Saisissant une opportunité, le jeune couple embarque, avec  68 personnes sur un petit bateau gonflable. "On se relayait pour ramer. Et dès qu'on avait passé les eaux territoriales marocaines, on était soulagé. Les Espagnols ne pouvaient plus nous refouler". L'appel du large finit par devenir réalité. Le "Salvamento Maritimo", le service espagnol de secours en mer arrive.
"Boza, boza !", crie de joie Saran Kaba, comme un soulagement. Mais un soulagement de courte durée. La police espagnole les sépare. Les foyers pour migrants ne sont pas mixtes. Lui est envoyé à Cadix, elle à Llena. Ils restent cependant en contact. "Nous avons commencé à apprendre l'espagnol. Mais nous n'étions pas à l'aise avec la langue. On préfère le français, car on le parlait déjà en Guinée. Nous avons demandé à l'équipe qui nous encadrait de pouvoir partir vers la France", dit-il. 
Les voilà repartis pour une autre destinée. Bayonne, Toulouse, Bordeaux…L'argent vient à manquer. Ils décident de s'arrêter et de rejoindre une petite ville. "Nous sommes arrivés à la gare de Rodez. Ma copine vomissait ses tripes. Un homme a pris  connaissance de notre situation et nous a indiqué le 115", se souvient Bachir. Ensuite, il  a fallu réaliser toutes les démarches administratives, passer devant le juge des enfants, avant la prise en charge par le service départemental des mineurs non accompagnés. 
Mais Bachir ne se plaint pas. Il est heureux d'intégrer un lycée technique en Prépa pro, à Mende. À Rodez il n'y avait pas de place dans les foyers, à ce moment-là. Il entre ensuite en apprentissage au centre de formation. Durant deux ans, il alterne l'école et la restauration. "J'ai obtenu mon CAP et j'ai trouvé tout de suite trouvé un CDD", ajoute-t-il en souriant. Entre-temps, le couple accueille leur premier bébé. Ils attendent un deuxième, aujourd'hui. 

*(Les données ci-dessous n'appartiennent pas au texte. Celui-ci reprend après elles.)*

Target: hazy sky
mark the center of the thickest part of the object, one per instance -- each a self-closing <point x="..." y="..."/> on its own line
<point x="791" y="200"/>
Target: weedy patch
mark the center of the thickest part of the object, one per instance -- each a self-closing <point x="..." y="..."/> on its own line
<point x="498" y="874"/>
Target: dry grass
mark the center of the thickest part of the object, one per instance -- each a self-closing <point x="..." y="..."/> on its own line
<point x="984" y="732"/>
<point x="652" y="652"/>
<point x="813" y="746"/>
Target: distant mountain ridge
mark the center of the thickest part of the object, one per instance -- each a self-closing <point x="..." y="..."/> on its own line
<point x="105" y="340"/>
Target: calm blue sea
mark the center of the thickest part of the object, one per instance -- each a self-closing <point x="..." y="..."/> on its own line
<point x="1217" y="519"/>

Saran Kaba avait aussi des aspirations professionnelles. "Elle voulait absolument devenir aide-soignante et rêve d'entrer à l'hôpital de Rodez". C'est pourquoi, ils décident de reprendre leurs valises, pour revenir sur l'Aveyron. Aujourd'hui,  Bachir travaille comme serveur,  au  restaurant le Coq de la place. Benjamin Bergès, le patron des lieux l'a embauché en CDI et l'a aidé à trouver une location. 
"Avec le recul je me dis :  j'étais vraiment inconscient. J'allais me faire tuer. Si j'avais été plus mature, je n'aurais peut-être jamais fait tout ça. Mais est-ce que j'avais le choix ? Le père de Saran voulait me tuer !", redit-il dans un souffle. 
S'il ne peut revenir à Conakry pour l'instant, le jeune homme aide sa mère restée au pays, et son plus jeune frère, étudiant. "Je lui ai dit que partout où tu seras, tu auras toujours besoin d'une éducation.", assure-t-il dans un sourire éclatant. Quant à sa femme (le couple s'est marié), elle a réussi son CAP, petite enfance  et n'a pas abandonné l'idée de devenir aide-soignante.